成人部門では悪性疾患に重点をおいています。治療法は腫瘍が残ることがないように確実に切除することが基本ですが、病変の状態は個人ごとに異なるため、症例ごとに切除範囲が異なってきます。このため、消化器癌症例(食道癌、胃癌、大腸癌)に対しては、当科で術前の拡大内視鏡・超音波内視鏡検査、造影検査を行って安全な切除範囲を決定しています。

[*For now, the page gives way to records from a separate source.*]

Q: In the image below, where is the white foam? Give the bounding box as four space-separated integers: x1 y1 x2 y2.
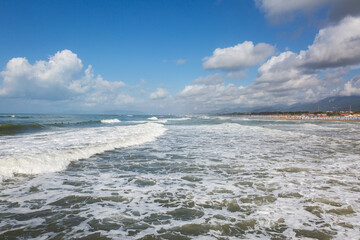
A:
100 118 120 123
0 123 166 181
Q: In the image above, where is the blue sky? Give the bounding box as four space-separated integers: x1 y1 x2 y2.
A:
0 0 360 113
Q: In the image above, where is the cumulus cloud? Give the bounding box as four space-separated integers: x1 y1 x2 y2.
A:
0 50 83 100
193 73 225 85
255 0 360 22
226 71 247 79
176 59 187 65
150 88 170 100
252 17 360 101
0 50 131 105
203 41 275 71
300 17 360 68
177 17 360 109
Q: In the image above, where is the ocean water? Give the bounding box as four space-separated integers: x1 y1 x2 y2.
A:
0 114 360 239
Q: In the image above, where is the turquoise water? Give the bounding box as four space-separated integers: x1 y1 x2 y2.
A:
0 114 360 239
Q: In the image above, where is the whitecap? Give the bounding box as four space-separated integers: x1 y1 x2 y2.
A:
100 118 120 123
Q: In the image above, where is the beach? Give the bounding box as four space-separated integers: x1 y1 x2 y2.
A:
0 114 360 240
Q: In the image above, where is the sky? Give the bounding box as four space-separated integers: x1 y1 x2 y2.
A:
0 0 360 114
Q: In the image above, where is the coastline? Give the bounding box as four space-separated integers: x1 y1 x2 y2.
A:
249 115 360 122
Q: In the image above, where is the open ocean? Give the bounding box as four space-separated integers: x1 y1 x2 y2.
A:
0 114 360 240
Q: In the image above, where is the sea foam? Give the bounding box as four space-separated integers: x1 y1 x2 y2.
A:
100 118 120 123
0 123 166 181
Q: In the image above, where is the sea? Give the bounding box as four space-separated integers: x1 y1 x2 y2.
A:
0 114 360 240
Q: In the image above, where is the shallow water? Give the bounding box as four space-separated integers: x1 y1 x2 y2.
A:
0 116 360 239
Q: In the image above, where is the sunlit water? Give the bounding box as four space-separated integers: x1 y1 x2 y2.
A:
0 115 360 239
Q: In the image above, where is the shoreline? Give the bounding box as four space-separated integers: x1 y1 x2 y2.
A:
249 115 360 122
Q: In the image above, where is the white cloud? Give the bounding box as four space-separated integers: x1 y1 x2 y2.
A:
150 88 170 100
203 41 275 71
226 71 247 79
193 73 225 85
0 50 83 99
252 17 360 101
255 0 332 17
255 0 360 22
177 17 360 110
0 50 131 106
176 59 187 65
300 17 360 69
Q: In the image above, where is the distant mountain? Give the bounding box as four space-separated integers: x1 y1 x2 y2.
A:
212 96 360 114
287 96 360 112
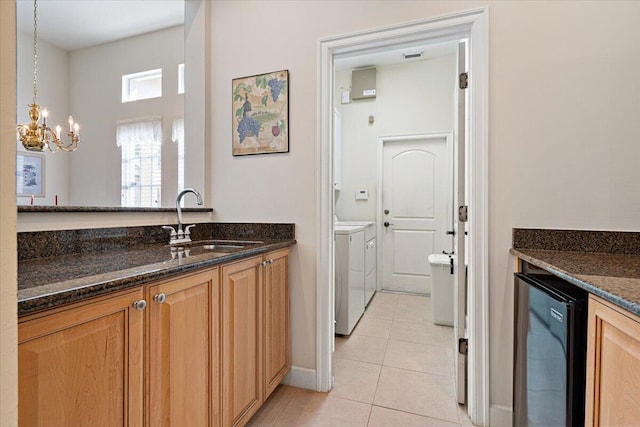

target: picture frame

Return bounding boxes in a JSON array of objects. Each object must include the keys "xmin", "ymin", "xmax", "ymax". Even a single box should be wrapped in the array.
[
  {"xmin": 231, "ymin": 70, "xmax": 289, "ymax": 156},
  {"xmin": 16, "ymin": 153, "xmax": 45, "ymax": 197}
]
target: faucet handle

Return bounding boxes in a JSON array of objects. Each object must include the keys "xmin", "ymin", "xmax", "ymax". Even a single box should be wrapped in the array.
[
  {"xmin": 184, "ymin": 224, "xmax": 196, "ymax": 237},
  {"xmin": 162, "ymin": 225, "xmax": 178, "ymax": 238}
]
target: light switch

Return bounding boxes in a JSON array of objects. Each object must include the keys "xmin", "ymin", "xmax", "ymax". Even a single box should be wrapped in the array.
[{"xmin": 356, "ymin": 190, "xmax": 369, "ymax": 200}]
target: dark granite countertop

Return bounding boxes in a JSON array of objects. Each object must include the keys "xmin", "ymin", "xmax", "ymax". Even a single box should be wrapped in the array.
[
  {"xmin": 18, "ymin": 223, "xmax": 296, "ymax": 316},
  {"xmin": 511, "ymin": 229, "xmax": 640, "ymax": 316},
  {"xmin": 18, "ymin": 240, "xmax": 295, "ymax": 316}
]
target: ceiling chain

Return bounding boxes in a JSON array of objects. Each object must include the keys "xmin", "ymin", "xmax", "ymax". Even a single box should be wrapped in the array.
[{"xmin": 33, "ymin": 0, "xmax": 38, "ymax": 104}]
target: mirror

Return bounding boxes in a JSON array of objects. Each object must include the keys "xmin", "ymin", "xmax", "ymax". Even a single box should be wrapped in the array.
[{"xmin": 16, "ymin": 0, "xmax": 206, "ymax": 207}]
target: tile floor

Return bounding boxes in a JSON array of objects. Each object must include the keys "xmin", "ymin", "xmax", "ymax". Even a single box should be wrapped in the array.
[{"xmin": 247, "ymin": 292, "xmax": 472, "ymax": 427}]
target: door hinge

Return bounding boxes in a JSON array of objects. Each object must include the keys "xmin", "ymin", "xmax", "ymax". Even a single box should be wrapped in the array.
[
  {"xmin": 458, "ymin": 73, "xmax": 469, "ymax": 89},
  {"xmin": 458, "ymin": 205, "xmax": 469, "ymax": 222},
  {"xmin": 458, "ymin": 338, "xmax": 469, "ymax": 356}
]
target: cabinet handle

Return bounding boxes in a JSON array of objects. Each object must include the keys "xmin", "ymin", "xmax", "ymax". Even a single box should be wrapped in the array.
[{"xmin": 133, "ymin": 299, "xmax": 147, "ymax": 311}]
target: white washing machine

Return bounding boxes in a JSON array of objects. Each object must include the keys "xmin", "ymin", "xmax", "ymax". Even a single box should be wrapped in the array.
[
  {"xmin": 335, "ymin": 220, "xmax": 378, "ymax": 307},
  {"xmin": 335, "ymin": 225, "xmax": 365, "ymax": 335}
]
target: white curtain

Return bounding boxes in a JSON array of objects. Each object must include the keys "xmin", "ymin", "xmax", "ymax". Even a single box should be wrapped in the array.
[
  {"xmin": 116, "ymin": 116, "xmax": 162, "ymax": 147},
  {"xmin": 116, "ymin": 117, "xmax": 162, "ymax": 207},
  {"xmin": 171, "ymin": 117, "xmax": 184, "ymax": 196}
]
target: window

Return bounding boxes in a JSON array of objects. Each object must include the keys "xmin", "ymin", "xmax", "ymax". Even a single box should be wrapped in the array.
[
  {"xmin": 116, "ymin": 117, "xmax": 162, "ymax": 207},
  {"xmin": 122, "ymin": 68, "xmax": 162, "ymax": 103},
  {"xmin": 178, "ymin": 64, "xmax": 184, "ymax": 94},
  {"xmin": 171, "ymin": 118, "xmax": 184, "ymax": 197}
]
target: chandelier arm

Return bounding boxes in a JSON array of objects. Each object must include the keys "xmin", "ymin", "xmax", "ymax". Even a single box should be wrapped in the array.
[
  {"xmin": 33, "ymin": 0, "xmax": 38, "ymax": 104},
  {"xmin": 16, "ymin": 0, "xmax": 81, "ymax": 153}
]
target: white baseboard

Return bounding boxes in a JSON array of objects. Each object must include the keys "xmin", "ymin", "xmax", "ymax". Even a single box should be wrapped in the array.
[
  {"xmin": 488, "ymin": 405, "xmax": 513, "ymax": 427},
  {"xmin": 282, "ymin": 366, "xmax": 316, "ymax": 391}
]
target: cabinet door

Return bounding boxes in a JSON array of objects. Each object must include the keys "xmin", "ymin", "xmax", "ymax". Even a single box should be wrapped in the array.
[
  {"xmin": 18, "ymin": 289, "xmax": 144, "ymax": 427},
  {"xmin": 147, "ymin": 269, "xmax": 219, "ymax": 426},
  {"xmin": 221, "ymin": 257, "xmax": 263, "ymax": 426},
  {"xmin": 264, "ymin": 249, "xmax": 291, "ymax": 399},
  {"xmin": 585, "ymin": 297, "xmax": 640, "ymax": 426}
]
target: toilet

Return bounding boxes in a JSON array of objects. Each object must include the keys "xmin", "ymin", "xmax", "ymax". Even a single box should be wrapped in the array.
[{"xmin": 429, "ymin": 254, "xmax": 454, "ymax": 326}]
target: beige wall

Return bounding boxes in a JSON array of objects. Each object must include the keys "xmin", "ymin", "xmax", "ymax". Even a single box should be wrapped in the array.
[
  {"xmin": 8, "ymin": 1, "xmax": 640, "ymax": 424},
  {"xmin": 0, "ymin": 1, "xmax": 18, "ymax": 427}
]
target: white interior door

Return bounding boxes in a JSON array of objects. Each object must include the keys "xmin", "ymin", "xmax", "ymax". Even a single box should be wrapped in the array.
[
  {"xmin": 453, "ymin": 41, "xmax": 467, "ymax": 404},
  {"xmin": 382, "ymin": 136, "xmax": 452, "ymax": 294}
]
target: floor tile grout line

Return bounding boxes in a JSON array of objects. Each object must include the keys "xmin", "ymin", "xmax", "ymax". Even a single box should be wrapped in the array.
[{"xmin": 371, "ymin": 404, "xmax": 462, "ymax": 425}]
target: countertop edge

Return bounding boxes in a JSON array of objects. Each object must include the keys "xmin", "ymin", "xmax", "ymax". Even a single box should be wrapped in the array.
[
  {"xmin": 18, "ymin": 239, "xmax": 296, "ymax": 317},
  {"xmin": 510, "ymin": 248, "xmax": 640, "ymax": 316}
]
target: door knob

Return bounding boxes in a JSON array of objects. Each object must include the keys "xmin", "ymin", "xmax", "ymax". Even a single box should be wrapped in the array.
[{"xmin": 133, "ymin": 299, "xmax": 147, "ymax": 311}]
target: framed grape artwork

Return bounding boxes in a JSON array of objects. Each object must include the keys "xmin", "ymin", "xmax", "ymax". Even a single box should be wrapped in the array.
[{"xmin": 232, "ymin": 70, "xmax": 289, "ymax": 156}]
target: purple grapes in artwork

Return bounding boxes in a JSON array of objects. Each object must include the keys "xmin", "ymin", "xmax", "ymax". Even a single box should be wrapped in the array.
[
  {"xmin": 238, "ymin": 117, "xmax": 262, "ymax": 142},
  {"xmin": 267, "ymin": 79, "xmax": 282, "ymax": 102}
]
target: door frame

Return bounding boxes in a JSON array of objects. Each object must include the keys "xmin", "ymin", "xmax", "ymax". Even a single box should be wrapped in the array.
[
  {"xmin": 315, "ymin": 7, "xmax": 489, "ymax": 425},
  {"xmin": 376, "ymin": 132, "xmax": 454, "ymax": 290}
]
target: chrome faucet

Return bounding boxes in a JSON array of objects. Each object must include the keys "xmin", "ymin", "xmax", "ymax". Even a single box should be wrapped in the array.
[{"xmin": 162, "ymin": 188, "xmax": 202, "ymax": 245}]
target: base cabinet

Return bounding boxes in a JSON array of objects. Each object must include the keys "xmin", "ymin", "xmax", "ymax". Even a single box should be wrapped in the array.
[
  {"xmin": 18, "ymin": 289, "xmax": 144, "ymax": 426},
  {"xmin": 263, "ymin": 249, "xmax": 291, "ymax": 400},
  {"xmin": 585, "ymin": 296, "xmax": 640, "ymax": 426},
  {"xmin": 222, "ymin": 257, "xmax": 264, "ymax": 426},
  {"xmin": 221, "ymin": 249, "xmax": 291, "ymax": 426},
  {"xmin": 18, "ymin": 249, "xmax": 291, "ymax": 427},
  {"xmin": 146, "ymin": 268, "xmax": 220, "ymax": 426}
]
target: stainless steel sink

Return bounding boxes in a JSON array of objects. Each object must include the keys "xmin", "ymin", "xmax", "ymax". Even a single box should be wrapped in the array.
[{"xmin": 171, "ymin": 240, "xmax": 264, "ymax": 252}]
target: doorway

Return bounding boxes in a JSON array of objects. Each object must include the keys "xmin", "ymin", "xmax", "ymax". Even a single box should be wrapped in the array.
[{"xmin": 315, "ymin": 9, "xmax": 489, "ymax": 425}]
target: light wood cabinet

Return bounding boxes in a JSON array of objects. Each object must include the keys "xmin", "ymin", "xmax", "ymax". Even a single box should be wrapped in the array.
[
  {"xmin": 585, "ymin": 296, "xmax": 640, "ymax": 426},
  {"xmin": 18, "ymin": 289, "xmax": 144, "ymax": 426},
  {"xmin": 221, "ymin": 257, "xmax": 264, "ymax": 426},
  {"xmin": 18, "ymin": 249, "xmax": 291, "ymax": 427},
  {"xmin": 221, "ymin": 249, "xmax": 291, "ymax": 426},
  {"xmin": 146, "ymin": 268, "xmax": 220, "ymax": 426},
  {"xmin": 263, "ymin": 249, "xmax": 291, "ymax": 400}
]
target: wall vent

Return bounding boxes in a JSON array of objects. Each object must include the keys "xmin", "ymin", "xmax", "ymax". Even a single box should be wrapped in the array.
[{"xmin": 351, "ymin": 68, "xmax": 376, "ymax": 100}]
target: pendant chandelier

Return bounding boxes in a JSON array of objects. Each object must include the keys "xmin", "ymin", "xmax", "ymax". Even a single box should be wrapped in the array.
[{"xmin": 16, "ymin": 0, "xmax": 80, "ymax": 152}]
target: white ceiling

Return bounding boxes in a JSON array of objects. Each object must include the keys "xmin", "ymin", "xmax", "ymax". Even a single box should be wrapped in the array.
[
  {"xmin": 15, "ymin": 0, "xmax": 184, "ymax": 50},
  {"xmin": 335, "ymin": 40, "xmax": 458, "ymax": 71}
]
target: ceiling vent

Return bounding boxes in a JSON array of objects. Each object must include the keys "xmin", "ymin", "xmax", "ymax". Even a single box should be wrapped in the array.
[
  {"xmin": 351, "ymin": 68, "xmax": 376, "ymax": 100},
  {"xmin": 402, "ymin": 51, "xmax": 423, "ymax": 59}
]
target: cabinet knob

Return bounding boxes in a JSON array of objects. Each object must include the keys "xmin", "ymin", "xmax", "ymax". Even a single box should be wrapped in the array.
[{"xmin": 133, "ymin": 299, "xmax": 147, "ymax": 311}]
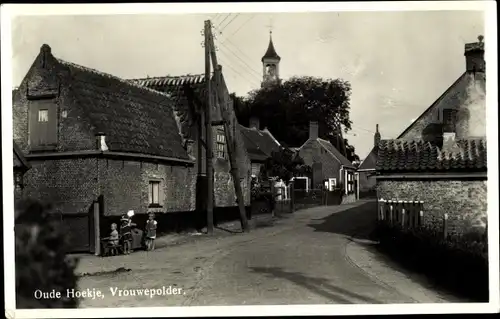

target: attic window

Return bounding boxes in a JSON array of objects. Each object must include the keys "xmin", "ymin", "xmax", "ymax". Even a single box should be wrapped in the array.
[
  {"xmin": 215, "ymin": 131, "xmax": 226, "ymax": 159},
  {"xmin": 443, "ymin": 109, "xmax": 457, "ymax": 132},
  {"xmin": 38, "ymin": 110, "xmax": 49, "ymax": 122}
]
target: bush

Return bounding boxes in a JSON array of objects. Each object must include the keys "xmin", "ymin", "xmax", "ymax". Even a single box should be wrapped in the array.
[
  {"xmin": 15, "ymin": 200, "xmax": 78, "ymax": 308},
  {"xmin": 375, "ymin": 224, "xmax": 488, "ymax": 301}
]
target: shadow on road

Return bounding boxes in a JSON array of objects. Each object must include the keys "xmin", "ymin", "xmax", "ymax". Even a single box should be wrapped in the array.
[
  {"xmin": 250, "ymin": 267, "xmax": 381, "ymax": 304},
  {"xmin": 307, "ymin": 201, "xmax": 377, "ymax": 239}
]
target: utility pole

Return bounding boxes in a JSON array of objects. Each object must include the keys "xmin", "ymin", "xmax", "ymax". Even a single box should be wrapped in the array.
[
  {"xmin": 204, "ymin": 20, "xmax": 214, "ymax": 235},
  {"xmin": 205, "ymin": 20, "xmax": 249, "ymax": 232}
]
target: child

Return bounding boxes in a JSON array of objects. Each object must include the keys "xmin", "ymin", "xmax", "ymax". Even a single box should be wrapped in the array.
[
  {"xmin": 120, "ymin": 216, "xmax": 132, "ymax": 255},
  {"xmin": 109, "ymin": 223, "xmax": 120, "ymax": 255},
  {"xmin": 109, "ymin": 223, "xmax": 120, "ymax": 246},
  {"xmin": 146, "ymin": 213, "xmax": 158, "ymax": 250}
]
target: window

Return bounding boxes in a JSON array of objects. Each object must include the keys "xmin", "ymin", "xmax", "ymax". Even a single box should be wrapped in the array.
[
  {"xmin": 215, "ymin": 131, "xmax": 226, "ymax": 158},
  {"xmin": 251, "ymin": 163, "xmax": 261, "ymax": 177},
  {"xmin": 328, "ymin": 178, "xmax": 337, "ymax": 191},
  {"xmin": 149, "ymin": 181, "xmax": 160, "ymax": 206},
  {"xmin": 38, "ymin": 110, "xmax": 49, "ymax": 122},
  {"xmin": 28, "ymin": 99, "xmax": 58, "ymax": 151}
]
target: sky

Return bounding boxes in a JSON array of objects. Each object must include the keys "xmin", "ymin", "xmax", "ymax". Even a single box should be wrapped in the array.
[{"xmin": 12, "ymin": 11, "xmax": 487, "ymax": 159}]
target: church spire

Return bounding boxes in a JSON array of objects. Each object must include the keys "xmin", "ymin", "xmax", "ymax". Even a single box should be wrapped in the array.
[
  {"xmin": 261, "ymin": 30, "xmax": 281, "ymax": 87},
  {"xmin": 261, "ymin": 30, "xmax": 281, "ymax": 62}
]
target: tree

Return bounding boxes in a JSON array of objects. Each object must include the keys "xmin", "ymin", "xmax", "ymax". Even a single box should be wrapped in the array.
[
  {"xmin": 233, "ymin": 76, "xmax": 357, "ymax": 161},
  {"xmin": 261, "ymin": 148, "xmax": 311, "ymax": 185}
]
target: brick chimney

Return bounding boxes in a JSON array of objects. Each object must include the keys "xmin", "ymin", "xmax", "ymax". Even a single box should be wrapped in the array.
[
  {"xmin": 250, "ymin": 116, "xmax": 260, "ymax": 130},
  {"xmin": 95, "ymin": 132, "xmax": 108, "ymax": 151},
  {"xmin": 309, "ymin": 121, "xmax": 319, "ymax": 140},
  {"xmin": 373, "ymin": 124, "xmax": 381, "ymax": 147},
  {"xmin": 464, "ymin": 35, "xmax": 486, "ymax": 73}
]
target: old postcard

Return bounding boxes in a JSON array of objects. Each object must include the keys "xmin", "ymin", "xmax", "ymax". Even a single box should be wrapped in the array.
[{"xmin": 1, "ymin": 1, "xmax": 499, "ymax": 318}]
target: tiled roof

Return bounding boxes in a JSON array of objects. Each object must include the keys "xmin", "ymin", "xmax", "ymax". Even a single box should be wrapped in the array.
[
  {"xmin": 317, "ymin": 138, "xmax": 354, "ymax": 167},
  {"xmin": 129, "ymin": 74, "xmax": 211, "ymax": 139},
  {"xmin": 358, "ymin": 147, "xmax": 378, "ymax": 170},
  {"xmin": 377, "ymin": 138, "xmax": 486, "ymax": 172},
  {"xmin": 57, "ymin": 59, "xmax": 189, "ymax": 160},
  {"xmin": 239, "ymin": 125, "xmax": 280, "ymax": 160},
  {"xmin": 130, "ymin": 74, "xmax": 205, "ymax": 89}
]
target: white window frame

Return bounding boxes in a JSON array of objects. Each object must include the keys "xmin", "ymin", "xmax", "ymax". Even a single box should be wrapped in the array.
[
  {"xmin": 215, "ymin": 131, "xmax": 226, "ymax": 159},
  {"xmin": 148, "ymin": 180, "xmax": 162, "ymax": 206},
  {"xmin": 38, "ymin": 109, "xmax": 49, "ymax": 123},
  {"xmin": 328, "ymin": 177, "xmax": 337, "ymax": 191}
]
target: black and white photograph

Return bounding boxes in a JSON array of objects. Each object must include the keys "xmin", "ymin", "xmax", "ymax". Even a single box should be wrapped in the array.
[{"xmin": 1, "ymin": 1, "xmax": 499, "ymax": 318}]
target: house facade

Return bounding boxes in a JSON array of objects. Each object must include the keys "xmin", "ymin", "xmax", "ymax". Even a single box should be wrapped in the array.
[
  {"xmin": 296, "ymin": 122, "xmax": 358, "ymax": 202},
  {"xmin": 13, "ymin": 141, "xmax": 31, "ymax": 200},
  {"xmin": 13, "ymin": 45, "xmax": 249, "ymax": 252},
  {"xmin": 377, "ymin": 37, "xmax": 487, "ymax": 233},
  {"xmin": 357, "ymin": 124, "xmax": 381, "ymax": 196},
  {"xmin": 240, "ymin": 117, "xmax": 282, "ymax": 177},
  {"xmin": 129, "ymin": 74, "xmax": 251, "ymax": 207}
]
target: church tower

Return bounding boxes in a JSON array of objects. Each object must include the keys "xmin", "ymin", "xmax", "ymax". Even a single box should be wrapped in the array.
[{"xmin": 261, "ymin": 31, "xmax": 281, "ymax": 87}]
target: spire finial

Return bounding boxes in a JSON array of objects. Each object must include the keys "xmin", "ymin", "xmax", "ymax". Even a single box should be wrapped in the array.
[{"xmin": 267, "ymin": 17, "xmax": 273, "ymax": 37}]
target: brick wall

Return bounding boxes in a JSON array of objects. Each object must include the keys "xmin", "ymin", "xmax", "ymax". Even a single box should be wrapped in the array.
[
  {"xmin": 299, "ymin": 140, "xmax": 342, "ymax": 184},
  {"xmin": 24, "ymin": 158, "xmax": 98, "ymax": 214},
  {"xmin": 99, "ymin": 159, "xmax": 196, "ymax": 216},
  {"xmin": 12, "ymin": 49, "xmax": 96, "ymax": 153},
  {"xmin": 359, "ymin": 172, "xmax": 377, "ymax": 192},
  {"xmin": 377, "ymin": 180, "xmax": 487, "ymax": 233}
]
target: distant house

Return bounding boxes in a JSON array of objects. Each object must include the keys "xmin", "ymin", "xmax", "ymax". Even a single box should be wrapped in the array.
[
  {"xmin": 297, "ymin": 122, "xmax": 358, "ymax": 200},
  {"xmin": 357, "ymin": 124, "xmax": 381, "ymax": 196},
  {"xmin": 240, "ymin": 117, "xmax": 282, "ymax": 177},
  {"xmin": 12, "ymin": 45, "xmax": 244, "ymax": 252},
  {"xmin": 13, "ymin": 141, "xmax": 31, "ymax": 199},
  {"xmin": 129, "ymin": 74, "xmax": 251, "ymax": 207},
  {"xmin": 377, "ymin": 38, "xmax": 487, "ymax": 238}
]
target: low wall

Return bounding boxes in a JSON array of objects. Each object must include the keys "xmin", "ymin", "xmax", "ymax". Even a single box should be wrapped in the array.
[{"xmin": 377, "ymin": 180, "xmax": 487, "ymax": 235}]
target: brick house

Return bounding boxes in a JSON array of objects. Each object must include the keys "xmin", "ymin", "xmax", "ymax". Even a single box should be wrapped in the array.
[
  {"xmin": 357, "ymin": 124, "xmax": 381, "ymax": 196},
  {"xmin": 377, "ymin": 37, "xmax": 487, "ymax": 236},
  {"xmin": 296, "ymin": 122, "xmax": 358, "ymax": 201},
  {"xmin": 13, "ymin": 141, "xmax": 31, "ymax": 199},
  {"xmin": 129, "ymin": 74, "xmax": 251, "ymax": 208},
  {"xmin": 240, "ymin": 117, "xmax": 282, "ymax": 177},
  {"xmin": 13, "ymin": 45, "xmax": 250, "ymax": 252}
]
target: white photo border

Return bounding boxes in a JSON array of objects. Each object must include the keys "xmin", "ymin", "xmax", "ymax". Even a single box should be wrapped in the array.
[{"xmin": 1, "ymin": 1, "xmax": 500, "ymax": 318}]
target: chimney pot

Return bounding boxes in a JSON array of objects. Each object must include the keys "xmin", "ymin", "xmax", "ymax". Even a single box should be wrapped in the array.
[
  {"xmin": 309, "ymin": 121, "xmax": 319, "ymax": 140},
  {"xmin": 464, "ymin": 35, "xmax": 486, "ymax": 72},
  {"xmin": 373, "ymin": 124, "xmax": 381, "ymax": 147},
  {"xmin": 95, "ymin": 132, "xmax": 109, "ymax": 151}
]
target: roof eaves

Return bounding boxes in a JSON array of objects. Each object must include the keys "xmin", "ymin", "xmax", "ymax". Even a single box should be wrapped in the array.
[
  {"xmin": 56, "ymin": 58, "xmax": 172, "ymax": 98},
  {"xmin": 397, "ymin": 72, "xmax": 467, "ymax": 139}
]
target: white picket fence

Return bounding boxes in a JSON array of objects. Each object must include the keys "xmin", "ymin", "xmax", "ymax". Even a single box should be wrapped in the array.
[{"xmin": 378, "ymin": 198, "xmax": 424, "ymax": 228}]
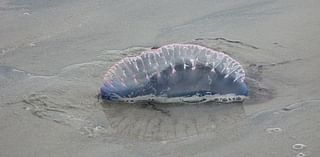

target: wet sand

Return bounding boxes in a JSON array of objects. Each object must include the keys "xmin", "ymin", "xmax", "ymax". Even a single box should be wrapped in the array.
[{"xmin": 0, "ymin": 0, "xmax": 320, "ymax": 157}]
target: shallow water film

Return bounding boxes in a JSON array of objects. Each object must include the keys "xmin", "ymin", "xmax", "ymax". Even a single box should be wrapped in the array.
[{"xmin": 0, "ymin": 0, "xmax": 320, "ymax": 157}]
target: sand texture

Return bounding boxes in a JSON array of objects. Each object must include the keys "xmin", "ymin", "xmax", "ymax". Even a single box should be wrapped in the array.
[{"xmin": 0, "ymin": 0, "xmax": 320, "ymax": 157}]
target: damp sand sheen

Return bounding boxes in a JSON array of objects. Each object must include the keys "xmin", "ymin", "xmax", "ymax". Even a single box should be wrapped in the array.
[{"xmin": 0, "ymin": 0, "xmax": 320, "ymax": 157}]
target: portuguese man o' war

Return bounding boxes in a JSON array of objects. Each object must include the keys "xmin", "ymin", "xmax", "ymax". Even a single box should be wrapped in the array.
[{"xmin": 100, "ymin": 44, "xmax": 248, "ymax": 103}]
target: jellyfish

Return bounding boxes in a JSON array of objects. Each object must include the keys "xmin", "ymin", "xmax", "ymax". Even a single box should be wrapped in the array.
[{"xmin": 100, "ymin": 44, "xmax": 249, "ymax": 103}]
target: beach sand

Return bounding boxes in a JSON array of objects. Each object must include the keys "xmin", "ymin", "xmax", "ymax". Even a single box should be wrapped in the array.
[{"xmin": 0, "ymin": 0, "xmax": 320, "ymax": 157}]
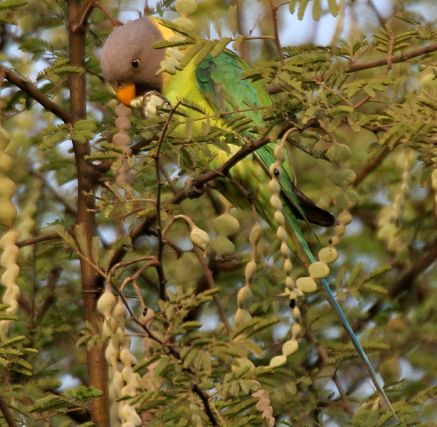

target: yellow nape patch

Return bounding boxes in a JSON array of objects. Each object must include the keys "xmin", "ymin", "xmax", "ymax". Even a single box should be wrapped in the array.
[{"xmin": 150, "ymin": 16, "xmax": 175, "ymax": 40}]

またPETやCT、MRIなどの画像も併せリンパ節転移や遠隔転移も診断しています。これらにより、手術前に腫瘍の正確な存在部位、腫瘍の深達度(腫瘍がどれぐらい深く入り込んでいるかどうかの診断)やリンパ節転移があるかどうかを判定し、最適な手術法を選択しご提供しています。また、乳癌手術ではPET検査と手術中のセンチネルリンパ節生検を行うことで、正確な癌の広がりを診断ています。これにより、できるだけ少ない切除範囲で手術を行うことが可能となり最短5日間の入院で治療が可能となっています。
腹腔鏡下手術・腹腔鏡補助下手術(胃癌・大腸癌)
手術侵襲を低減するための腹腔鏡下手術や腹腔鏡補助下手術では、侵襲が少ない一方で確実な切除が行えない場合や、血を止める処置により腫瘍細胞を散らしてしまう欠点があります。このため、消化器癌に対しての腹腔鏡を用いた手術は、適応を厳密に判定したうえで行っています。腹腔鏡手術を行えない症例でも、小切開手術や神経温存手術を行い、術後のQOLの向上に努めています。
乳腺疾患
乳癌の手術で、腫瘍が残らず切除でき、再発の可能性が低い症例に対しては、美容面にも配慮して縮小手術や形成(再建)手術を行っています。また、乳房温存手術も積極的に行っています。
小児外科
最近、細い腹腔鏡が開発されたために、小児部門においても侵襲の低減を目的に細径腹腔鏡を用いた鏡視下手術を積極的に応用しています。